Contributed by Lost Memory

Recent comments (view all 2 comments)

Ken Roe
Ken Roe on April 4, 2005 at 4:43 pm

The 1930 edition of the Film Daily Yearbook has it listed as the U.S. Theater with 1,400 seats.

In the 1941 edition of the Film Daily Yearbook it has been re-named Decatur Theater with 950 seats (900 in the 1943 edition). It is not listed in 1950 or 1957 editions of F.D.Y. that I have.

Joe Vogel
Joe Vogel on September 16, 2017 at 6:34 pm

The Decatur Theatre is most likely this project noted in the November 20, 1915, issue of The American Contractor:

“Theater, Store & Office Bldg. (seating cap. 2,000): $175,000. 2 sty. 200x100. W. S. Webster av., from 195th to 196th sts. Archt. Geo. F. Pelham, Inc., 30 E. 42d st. Lessee Fleischman Goldreyer Co., care bldr. Bldr. Max J. Kramer, 135 Nassau st., is taking sub-bids. Brk., terra cotta, struct. steel, slag rfg.”
As the block of Webster from 195th to 197th Streets is now occupied by a large public school, I would imagine that the section of 196th Street which the item implies once bisected it was vacated to accommodate that school. The architectural style of the school building indicates construction most likely took place in the late 1940s or early 1950s, which would explain the Decatur’s disappearance from the FDY by 1950.

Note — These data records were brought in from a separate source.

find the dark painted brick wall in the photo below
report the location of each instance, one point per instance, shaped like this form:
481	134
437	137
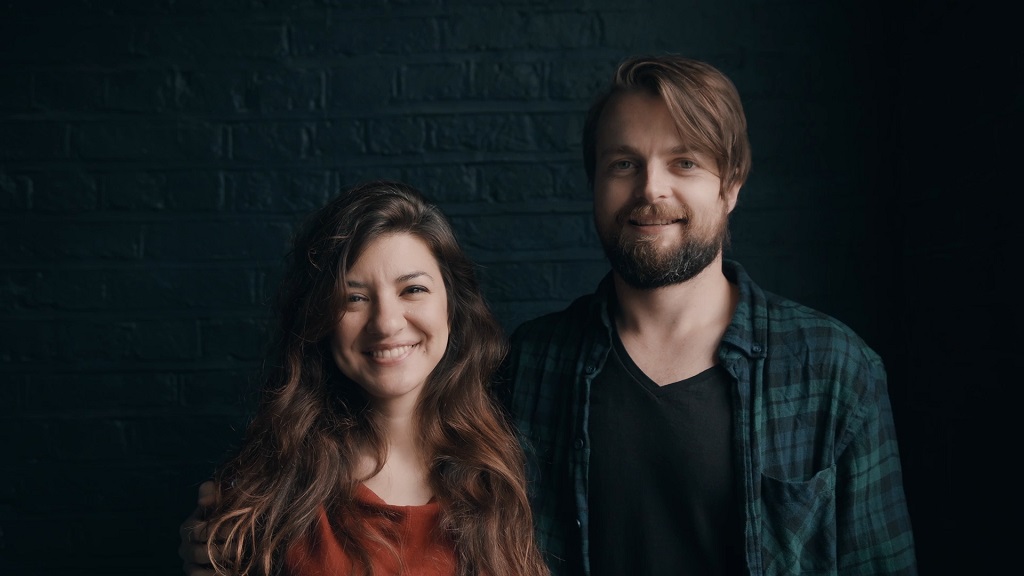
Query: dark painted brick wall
155	156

The gala opening of the U.S. Theatre was covered in the January 6, 1917, issue of Motion Picture News. The writer of the article, probably a Manhattanite, was a bit confused about the theater’s exact location, though, saying repeatedly that it was between 194th and 195th Streets. A scan of the article can be seen here, courtesy of the Internet Archive.

Architect George Frederick Pelham operated his own firm, Geo. F. Pelham, Inc., from 1890 to 1931. Prior to that he had worked as a draftsman in the office of his father, architect George Brown Pelham. G.F.’s own son, George Frederick Pelham, Jr., joined his firm in 1910. Pelham was a master of the revival styles popular during the period from 1890 until the onset of the depression of the 1930s, and the city, especially the upper west side of Manhattan, is still graced with dozens of his works. It’s unfortunate that the Decatur Theatre is not among the survivors.